This week the Advocate introduces Wealth Watch, a column that addresses financial and retirement planning issues. It is written by Derek Fuchs, a wealth adviser with ScotiaMcLeod in Red Deer, and a certified financial planner, financial management adviser and fellow of the Canadian Securities Institute. Wealth Watch will appear in the Advocate’s Business Section the first and third Wednesday of each month.
“Derek, everyone at work is talking about a ‘hot stock’ — should I invest in it too?”
When a stock or fund advances to record highs and becomes the centre of media attention, many investors are eager to buy in right away. It’s not always the wisest choice, however.
Many outperforming investments have growth that ends up levelling off or declining, causing many who invested too late in the cycle to sell at a loss. In other cases, the rumour around an investment proves to be just that, rumour, and it eventually comes falling back to earth.
So before you chase down that hot stock with a fistful of dollars in your hand, take a minute and consider these points carefully.
Buy high, sell low?
When you chase performance, you’re hoping to buy high and sell higher (as opposed to the usual mantra of buy low, sell high).
But you’re taking a chance that this hot investment has more upside than another stock or fund attractively priced with solid fundamentals and growth potential.
Is this how I usually invest?
Unfortunately, the desire to make a sizable profit in the short term usually occurs without regard to how the stock or fund aligns with your investment objectives. For example, an investor with a conservative growth portfolio who starts pursuing hot funds might stray to a risk level beyond their comfort zone and inappropriate for their goals or time horizon.
Hot or not?
In some cases, hot stocks end up falling because sudden investor activity drove the price to unsustainable heights, and ultimately the underlying investment couldn’t meet the lofty expectations of investors.
An outperforming mutual fund may also fall due to increased investor activity, a condition called “asset bloat.”

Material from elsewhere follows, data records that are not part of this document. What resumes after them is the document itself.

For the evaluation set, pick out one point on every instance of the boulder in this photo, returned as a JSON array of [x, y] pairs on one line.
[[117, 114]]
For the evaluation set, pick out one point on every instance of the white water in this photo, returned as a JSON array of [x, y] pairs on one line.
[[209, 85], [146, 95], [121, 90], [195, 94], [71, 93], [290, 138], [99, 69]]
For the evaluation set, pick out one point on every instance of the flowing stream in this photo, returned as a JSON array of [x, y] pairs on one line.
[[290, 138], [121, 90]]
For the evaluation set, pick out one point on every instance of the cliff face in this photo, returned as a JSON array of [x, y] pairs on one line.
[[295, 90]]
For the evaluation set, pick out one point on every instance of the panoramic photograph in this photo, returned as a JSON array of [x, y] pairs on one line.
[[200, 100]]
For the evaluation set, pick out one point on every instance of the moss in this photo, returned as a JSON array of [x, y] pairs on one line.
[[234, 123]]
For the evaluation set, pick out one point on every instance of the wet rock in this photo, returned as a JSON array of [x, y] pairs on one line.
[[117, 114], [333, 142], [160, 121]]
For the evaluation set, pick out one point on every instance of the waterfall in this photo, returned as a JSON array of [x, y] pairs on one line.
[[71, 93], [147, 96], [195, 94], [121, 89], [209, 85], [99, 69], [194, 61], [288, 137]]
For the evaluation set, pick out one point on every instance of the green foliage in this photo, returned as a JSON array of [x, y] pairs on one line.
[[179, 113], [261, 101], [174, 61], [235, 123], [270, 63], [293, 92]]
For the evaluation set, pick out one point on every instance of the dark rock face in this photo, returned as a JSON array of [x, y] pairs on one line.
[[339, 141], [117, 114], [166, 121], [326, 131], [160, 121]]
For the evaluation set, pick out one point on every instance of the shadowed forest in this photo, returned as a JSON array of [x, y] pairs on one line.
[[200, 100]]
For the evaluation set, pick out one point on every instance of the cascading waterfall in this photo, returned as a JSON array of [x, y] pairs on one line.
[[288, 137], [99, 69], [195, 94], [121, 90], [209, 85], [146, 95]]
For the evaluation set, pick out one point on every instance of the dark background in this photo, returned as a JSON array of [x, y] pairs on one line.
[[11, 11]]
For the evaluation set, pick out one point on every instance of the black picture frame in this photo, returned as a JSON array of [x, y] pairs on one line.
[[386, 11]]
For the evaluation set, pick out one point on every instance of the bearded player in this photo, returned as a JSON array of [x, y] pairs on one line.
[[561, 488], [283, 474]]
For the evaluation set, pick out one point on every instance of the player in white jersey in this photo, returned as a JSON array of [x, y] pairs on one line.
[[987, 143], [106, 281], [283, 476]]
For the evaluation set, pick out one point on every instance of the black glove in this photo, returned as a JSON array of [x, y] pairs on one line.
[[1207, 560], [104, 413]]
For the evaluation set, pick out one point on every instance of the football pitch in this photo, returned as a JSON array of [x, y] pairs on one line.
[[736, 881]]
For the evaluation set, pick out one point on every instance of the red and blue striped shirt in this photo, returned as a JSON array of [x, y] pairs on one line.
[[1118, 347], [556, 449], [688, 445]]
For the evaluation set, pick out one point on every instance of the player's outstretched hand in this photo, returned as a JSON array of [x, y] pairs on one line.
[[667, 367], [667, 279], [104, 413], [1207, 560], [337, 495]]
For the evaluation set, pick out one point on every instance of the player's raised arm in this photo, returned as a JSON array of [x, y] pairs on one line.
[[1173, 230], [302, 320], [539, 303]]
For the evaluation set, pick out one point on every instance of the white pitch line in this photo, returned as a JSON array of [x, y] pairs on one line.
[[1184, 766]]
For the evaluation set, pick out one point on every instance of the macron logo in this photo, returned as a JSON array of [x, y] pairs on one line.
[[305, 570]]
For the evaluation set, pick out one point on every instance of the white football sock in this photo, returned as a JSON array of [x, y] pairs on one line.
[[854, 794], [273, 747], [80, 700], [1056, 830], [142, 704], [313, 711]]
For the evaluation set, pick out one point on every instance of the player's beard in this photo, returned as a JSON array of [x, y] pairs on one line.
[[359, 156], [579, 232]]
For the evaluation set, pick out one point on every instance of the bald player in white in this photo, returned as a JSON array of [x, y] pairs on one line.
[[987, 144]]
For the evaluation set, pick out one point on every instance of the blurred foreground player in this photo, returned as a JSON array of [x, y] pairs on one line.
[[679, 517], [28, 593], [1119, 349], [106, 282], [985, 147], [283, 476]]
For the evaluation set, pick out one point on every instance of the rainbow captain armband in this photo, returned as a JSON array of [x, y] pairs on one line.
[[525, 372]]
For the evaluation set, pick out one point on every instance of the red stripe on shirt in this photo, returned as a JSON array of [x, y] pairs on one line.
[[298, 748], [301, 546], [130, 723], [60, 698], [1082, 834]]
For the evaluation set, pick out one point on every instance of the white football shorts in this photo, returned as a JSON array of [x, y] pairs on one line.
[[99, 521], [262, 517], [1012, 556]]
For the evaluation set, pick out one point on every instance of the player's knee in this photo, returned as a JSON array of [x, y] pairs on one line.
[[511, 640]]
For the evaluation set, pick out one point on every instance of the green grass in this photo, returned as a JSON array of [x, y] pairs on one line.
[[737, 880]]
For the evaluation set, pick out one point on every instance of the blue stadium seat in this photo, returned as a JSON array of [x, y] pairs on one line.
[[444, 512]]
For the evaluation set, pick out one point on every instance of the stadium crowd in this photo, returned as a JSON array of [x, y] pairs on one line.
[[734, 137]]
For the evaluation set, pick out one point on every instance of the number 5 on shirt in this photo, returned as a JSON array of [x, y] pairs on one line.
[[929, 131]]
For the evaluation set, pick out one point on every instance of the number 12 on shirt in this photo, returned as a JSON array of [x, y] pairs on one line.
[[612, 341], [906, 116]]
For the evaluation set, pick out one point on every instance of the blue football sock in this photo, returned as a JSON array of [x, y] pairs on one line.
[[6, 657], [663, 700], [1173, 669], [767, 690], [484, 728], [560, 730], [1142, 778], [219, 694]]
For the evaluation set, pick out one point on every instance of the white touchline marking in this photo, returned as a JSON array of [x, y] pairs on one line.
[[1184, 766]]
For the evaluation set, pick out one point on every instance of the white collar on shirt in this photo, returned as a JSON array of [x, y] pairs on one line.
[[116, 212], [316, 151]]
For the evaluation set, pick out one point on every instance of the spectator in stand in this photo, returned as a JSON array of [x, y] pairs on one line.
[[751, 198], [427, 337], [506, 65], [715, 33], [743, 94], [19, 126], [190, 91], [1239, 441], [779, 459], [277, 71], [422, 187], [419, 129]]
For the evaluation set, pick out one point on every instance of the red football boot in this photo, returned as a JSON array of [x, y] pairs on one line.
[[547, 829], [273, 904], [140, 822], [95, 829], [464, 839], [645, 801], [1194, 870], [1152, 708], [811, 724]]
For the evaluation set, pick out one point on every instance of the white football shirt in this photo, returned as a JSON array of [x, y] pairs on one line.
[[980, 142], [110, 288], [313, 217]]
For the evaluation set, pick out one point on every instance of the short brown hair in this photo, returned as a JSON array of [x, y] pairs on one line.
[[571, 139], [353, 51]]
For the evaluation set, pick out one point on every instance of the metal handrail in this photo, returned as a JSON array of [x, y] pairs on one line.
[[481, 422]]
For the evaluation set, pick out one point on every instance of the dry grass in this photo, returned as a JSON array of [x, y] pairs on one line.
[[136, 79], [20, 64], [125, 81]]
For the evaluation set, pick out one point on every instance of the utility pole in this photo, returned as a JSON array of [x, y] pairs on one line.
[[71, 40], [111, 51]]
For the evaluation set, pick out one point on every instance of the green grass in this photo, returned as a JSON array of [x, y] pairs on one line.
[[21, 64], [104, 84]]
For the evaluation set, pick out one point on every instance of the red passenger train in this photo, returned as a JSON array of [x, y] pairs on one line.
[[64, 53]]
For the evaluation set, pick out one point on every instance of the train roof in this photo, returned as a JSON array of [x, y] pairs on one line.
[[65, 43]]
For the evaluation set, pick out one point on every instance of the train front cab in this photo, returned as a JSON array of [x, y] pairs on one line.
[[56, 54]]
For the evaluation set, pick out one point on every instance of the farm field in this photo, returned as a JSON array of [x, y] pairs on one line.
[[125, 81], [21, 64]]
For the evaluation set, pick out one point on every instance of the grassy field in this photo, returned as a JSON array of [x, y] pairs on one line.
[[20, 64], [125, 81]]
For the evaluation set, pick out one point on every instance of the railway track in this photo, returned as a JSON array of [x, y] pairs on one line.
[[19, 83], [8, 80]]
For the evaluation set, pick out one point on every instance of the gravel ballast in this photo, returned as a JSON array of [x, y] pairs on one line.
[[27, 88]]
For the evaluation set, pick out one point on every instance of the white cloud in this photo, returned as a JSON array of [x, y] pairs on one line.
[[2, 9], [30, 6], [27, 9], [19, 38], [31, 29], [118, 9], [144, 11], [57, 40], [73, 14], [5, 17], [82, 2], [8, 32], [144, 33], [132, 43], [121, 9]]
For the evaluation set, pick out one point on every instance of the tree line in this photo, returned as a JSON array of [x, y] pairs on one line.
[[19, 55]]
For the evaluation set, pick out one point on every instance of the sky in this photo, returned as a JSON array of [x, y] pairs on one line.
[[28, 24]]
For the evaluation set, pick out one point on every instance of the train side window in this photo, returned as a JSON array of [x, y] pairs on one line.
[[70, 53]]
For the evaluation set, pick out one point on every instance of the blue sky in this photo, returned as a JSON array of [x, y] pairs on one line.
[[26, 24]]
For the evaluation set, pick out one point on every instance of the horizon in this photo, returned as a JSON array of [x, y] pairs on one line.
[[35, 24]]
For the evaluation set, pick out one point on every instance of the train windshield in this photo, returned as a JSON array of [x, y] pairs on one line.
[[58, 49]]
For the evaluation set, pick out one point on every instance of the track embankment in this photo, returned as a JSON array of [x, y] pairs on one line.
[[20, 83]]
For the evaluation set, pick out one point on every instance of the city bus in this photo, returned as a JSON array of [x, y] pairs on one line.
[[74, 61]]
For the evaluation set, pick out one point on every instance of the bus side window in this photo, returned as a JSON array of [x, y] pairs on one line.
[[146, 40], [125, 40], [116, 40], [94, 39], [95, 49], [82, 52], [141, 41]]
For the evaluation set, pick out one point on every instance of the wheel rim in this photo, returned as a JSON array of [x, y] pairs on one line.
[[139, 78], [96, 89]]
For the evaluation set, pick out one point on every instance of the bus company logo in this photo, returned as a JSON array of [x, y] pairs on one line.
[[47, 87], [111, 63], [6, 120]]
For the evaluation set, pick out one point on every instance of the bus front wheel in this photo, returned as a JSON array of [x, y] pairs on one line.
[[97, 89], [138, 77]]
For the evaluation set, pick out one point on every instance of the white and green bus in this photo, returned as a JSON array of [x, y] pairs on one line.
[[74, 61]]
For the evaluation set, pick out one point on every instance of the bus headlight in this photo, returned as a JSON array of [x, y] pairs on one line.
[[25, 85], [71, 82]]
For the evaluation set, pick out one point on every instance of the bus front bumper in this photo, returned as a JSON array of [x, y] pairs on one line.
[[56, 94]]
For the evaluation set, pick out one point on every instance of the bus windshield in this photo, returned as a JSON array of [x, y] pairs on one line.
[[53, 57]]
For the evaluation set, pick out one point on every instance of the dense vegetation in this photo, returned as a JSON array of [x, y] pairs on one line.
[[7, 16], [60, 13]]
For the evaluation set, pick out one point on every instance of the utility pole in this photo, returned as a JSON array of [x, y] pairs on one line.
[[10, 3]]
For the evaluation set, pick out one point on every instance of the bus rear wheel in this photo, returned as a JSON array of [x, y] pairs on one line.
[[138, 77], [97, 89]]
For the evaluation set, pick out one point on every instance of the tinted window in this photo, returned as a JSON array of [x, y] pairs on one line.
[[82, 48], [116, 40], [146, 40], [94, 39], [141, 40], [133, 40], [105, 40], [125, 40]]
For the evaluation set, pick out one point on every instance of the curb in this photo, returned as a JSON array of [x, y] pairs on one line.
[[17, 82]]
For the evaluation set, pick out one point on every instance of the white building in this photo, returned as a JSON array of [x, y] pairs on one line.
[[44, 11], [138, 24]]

An example is when a fund manager capitalized on a type of market opportunity that is limited in scope, and can no longer find enough of those opportunities when suddenly faced with massive amounts of assets to invest. In short, investors keep investing in his fund but he can no longer find the same opportunities.
The perils of market timing.
Whether it’s a stock or fund, your investment can experience a loss simply because of bad timing. You got in too late, when the security had peaked.
This can particularly be true with niche investments — such as natural resources, real estate and emerging markets — which are more volatile and can swing sharply.
A history lesson in chasing returns.
There is good reason why investment fund companies must use the disclaimer, “Past returns are not indicative of future results.”
Here are some examples of chasing performance that do not include years of broad market downturns:
l If you chased after BRIC equities that returned 64.3 per cent in 2009, the index tracking the performance of Brazil, Russia, India and China would have given you a 2010 return of 4.1 per cent.
l If you invested in Canadian small companies (small caps) after their 2006 return of 16.7 per cent, you would have had a 2.0 per cent return in 2007.
l If you bought Canadian information technology because it gained 53.5 per cent in 2009, you would have experienced a 2010 return of 4.7 per cent.
My final thoughts? By diversifying your portfolio across asset classes, geographic regions, investment styles, economic sectors and market capitalization, you increase your exposure to potential top performers while minimizing the effect of underperforming securities.
You can still add individual securities in the pursuit of higher returns, but you should always have an eye on evaluating the merits of the investment and its suitability to your portfolio — without chasing after a hot stock or fund.